Suthon Sarocha, Perkins Rachel S, Lin Jianjian, Crockarell John R, Miranda-Carboni Gustavo A, Krum Susan A
Department of Orthopaedic Surgery and Biomedical Engineering, University of Tennessee Health Science Center, Memphis, TN, USA.
Campbell Clinic, Memphis, TN, USA.
Hum Genet. 2022 Dec;141(12):1849-1861. doi: 10.1007/s00439-022-02463-8. Epub 2022 Jun 9.
Osteoporosis is a serious public health problem that affects 200 million people worldwide. Genome-wide association studies have revealed the association between several single nucleotide polymorphisms (SNPs) near WNT/β-catenin signaling genes and bone mineral density (BMD). The activation of β-catenin by WNT ligands is required for osteoblast differentiation. SNP rs9921222 is an intronic variant of AXIN1 (a scaffold protein in the destruction complex that regulates β-catenin signaling) that correlates with BMD. However, the biological mechanism of SNP rs9921222 has never been reported. Here, we show that the genotype of SNP rs9921222 correlates with the expression of AXIN1 in human osteoblasts. RNA and genomic DNA were analyzed from primary osteoblasts from 111 different individuals. Homozygous TT at rs9921222 correlates with a higher expression of AXIN1 than homozygous CC. Regional association analysis showed that rs9921222 is in high linkage disequilibrium (LD) with SNP rs10794639. In silico transcription factor analysis predicted that rs9921222 is within a GATA4 motif and rs10794639 is adjacent to an estrogen receptor alpha (ERα) motif. Mechanistically, GATA4 and ERα bind at SNPs rs9921222 and rs10794639 as detected by ChIP-qPCR. Luciferase assays demonstrate that rs9921222 is the causal SNP to alter ERα and GATA4 binding. GATA4 promoted the expression, and in contrast, ERα suppressed the expression of AXIN1 via the histone deacetylase complex member SIN3A. Functionally, the level of AXIN1 negatively correlates with the level of transcriptionally active β-catenin. In summary, we have discovered a molecular mechanism of the SNP rs9921222 to regulate AXIN1 through GATA4 and ERα binding in human osteoblasts.

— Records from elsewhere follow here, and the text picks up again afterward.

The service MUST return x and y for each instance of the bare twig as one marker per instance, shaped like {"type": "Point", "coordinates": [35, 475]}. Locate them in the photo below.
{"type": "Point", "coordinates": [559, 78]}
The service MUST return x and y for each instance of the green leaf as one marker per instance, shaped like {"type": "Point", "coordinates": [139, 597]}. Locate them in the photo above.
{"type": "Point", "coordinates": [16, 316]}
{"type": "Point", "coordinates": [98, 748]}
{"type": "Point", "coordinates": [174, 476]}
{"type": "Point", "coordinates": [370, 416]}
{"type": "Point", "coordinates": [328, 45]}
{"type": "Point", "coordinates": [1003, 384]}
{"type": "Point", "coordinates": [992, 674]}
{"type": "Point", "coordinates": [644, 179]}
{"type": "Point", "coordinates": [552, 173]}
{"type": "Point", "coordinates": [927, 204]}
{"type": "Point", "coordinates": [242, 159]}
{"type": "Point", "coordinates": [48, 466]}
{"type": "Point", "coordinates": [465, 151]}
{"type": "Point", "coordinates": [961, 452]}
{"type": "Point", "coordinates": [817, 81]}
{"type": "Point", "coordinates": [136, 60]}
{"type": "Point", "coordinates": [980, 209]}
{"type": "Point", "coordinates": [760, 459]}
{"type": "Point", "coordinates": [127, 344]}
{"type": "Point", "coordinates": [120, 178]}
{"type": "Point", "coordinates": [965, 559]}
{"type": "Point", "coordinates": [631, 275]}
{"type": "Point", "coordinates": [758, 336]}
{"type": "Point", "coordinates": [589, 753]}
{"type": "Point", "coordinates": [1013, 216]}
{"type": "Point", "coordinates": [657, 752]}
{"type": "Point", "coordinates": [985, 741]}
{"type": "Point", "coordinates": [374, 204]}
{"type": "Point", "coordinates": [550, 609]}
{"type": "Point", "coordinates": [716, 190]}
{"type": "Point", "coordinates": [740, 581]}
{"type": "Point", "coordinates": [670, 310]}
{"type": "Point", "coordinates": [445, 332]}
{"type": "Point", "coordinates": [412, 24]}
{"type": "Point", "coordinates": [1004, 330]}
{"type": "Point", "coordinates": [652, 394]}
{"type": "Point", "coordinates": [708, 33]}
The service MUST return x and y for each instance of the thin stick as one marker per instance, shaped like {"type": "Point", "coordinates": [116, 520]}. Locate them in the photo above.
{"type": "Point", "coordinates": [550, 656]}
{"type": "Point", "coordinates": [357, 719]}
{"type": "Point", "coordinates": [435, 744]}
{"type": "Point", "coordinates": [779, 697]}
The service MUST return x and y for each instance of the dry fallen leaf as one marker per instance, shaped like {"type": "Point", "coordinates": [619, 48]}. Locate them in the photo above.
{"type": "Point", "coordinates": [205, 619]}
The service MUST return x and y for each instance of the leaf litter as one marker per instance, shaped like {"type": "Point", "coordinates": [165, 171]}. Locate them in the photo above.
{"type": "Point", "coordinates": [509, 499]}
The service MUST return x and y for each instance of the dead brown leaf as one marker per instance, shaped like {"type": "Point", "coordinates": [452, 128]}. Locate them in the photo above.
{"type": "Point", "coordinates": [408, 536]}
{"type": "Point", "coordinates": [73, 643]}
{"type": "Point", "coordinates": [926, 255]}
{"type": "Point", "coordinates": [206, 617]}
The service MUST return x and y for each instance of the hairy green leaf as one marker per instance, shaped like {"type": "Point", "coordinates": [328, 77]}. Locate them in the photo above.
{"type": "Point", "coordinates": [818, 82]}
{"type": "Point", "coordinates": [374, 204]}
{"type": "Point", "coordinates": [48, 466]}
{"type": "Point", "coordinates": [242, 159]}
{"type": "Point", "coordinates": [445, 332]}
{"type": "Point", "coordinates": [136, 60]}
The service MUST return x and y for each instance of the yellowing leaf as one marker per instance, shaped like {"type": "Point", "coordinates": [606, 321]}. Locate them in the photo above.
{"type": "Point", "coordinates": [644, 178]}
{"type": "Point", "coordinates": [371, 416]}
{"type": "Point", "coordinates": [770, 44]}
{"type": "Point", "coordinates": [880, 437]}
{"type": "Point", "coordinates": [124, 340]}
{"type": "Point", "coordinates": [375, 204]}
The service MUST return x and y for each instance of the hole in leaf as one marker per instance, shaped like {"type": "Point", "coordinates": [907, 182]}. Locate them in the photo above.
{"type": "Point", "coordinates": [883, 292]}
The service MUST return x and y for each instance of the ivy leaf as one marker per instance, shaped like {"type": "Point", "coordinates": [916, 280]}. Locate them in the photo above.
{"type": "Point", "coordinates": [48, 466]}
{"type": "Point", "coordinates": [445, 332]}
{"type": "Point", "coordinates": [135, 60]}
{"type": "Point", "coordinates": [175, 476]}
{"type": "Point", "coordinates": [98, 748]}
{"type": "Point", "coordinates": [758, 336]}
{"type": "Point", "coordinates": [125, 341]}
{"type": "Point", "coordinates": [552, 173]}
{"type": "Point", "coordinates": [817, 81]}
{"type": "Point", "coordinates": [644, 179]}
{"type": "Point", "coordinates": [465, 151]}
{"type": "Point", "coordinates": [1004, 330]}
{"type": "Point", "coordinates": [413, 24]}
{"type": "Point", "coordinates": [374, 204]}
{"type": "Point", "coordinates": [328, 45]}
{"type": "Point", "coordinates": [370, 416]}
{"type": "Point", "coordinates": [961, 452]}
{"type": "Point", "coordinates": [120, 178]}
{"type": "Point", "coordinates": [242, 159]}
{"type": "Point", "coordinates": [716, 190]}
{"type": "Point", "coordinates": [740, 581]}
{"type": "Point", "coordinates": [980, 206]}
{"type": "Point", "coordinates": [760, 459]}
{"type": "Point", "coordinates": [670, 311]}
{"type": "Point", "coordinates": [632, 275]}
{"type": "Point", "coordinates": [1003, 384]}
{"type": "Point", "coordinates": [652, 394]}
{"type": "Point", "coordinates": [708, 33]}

骨质疏松症是一个严重的公共卫生问题,全球有2亿人受其影响。全基因组关联研究揭示了WNT/β-连环蛋白信号基因附近的几个单核苷酸多态性(SNP)与骨密度(BMD)之间的关联。WNT配体对β-连环蛋白的激活是成骨细胞分化所必需的。SNP rs9921222是AXIN1(一种在调节β-连环蛋白信号的破坏复合物中的支架蛋白)的内含子变体,与骨密度相关。然而,SNP rs9921222的生物学机制从未被报道过。在此,我们表明SNP rs9921222的基因型与人类成骨细胞中AXIN1的表达相关。对来自111个不同个体的原代成骨细胞的RNA和基因组DNA进行了分析。rs9921222处的纯合子TT与AXIN1的表达高于纯合子CC相关。区域关联分析表明,rs9921222与SNP rs10794639处于高度连锁不平衡(LD)状态。计算机转录因子分析预测,rs9921222位于一个GATA4基序内,rs10794639与雌激素受体α(ERα)基序相邻。从机制上讲,通过染色质免疫沉淀定量PCR(ChIP-qPCR)检测发现,GATA4和ERα在SNP rs9921222和rs10794639处结合。荧光素酶测定表明,rs9921222是改变ERα和GATA4结合的因果SNP。GATA4促进了表达,相反,ERα通过组蛋白去乙酰化酶复合物成员SIN3A抑制了AXIN1的表达。在功能上,AXIN1的水平与转录活性β-连环蛋白的水平呈负相关。总之,我们发现了SNP rs9921222在人类成骨细胞中通过GATA4和ERα结合来调节AXIN1的分子机制。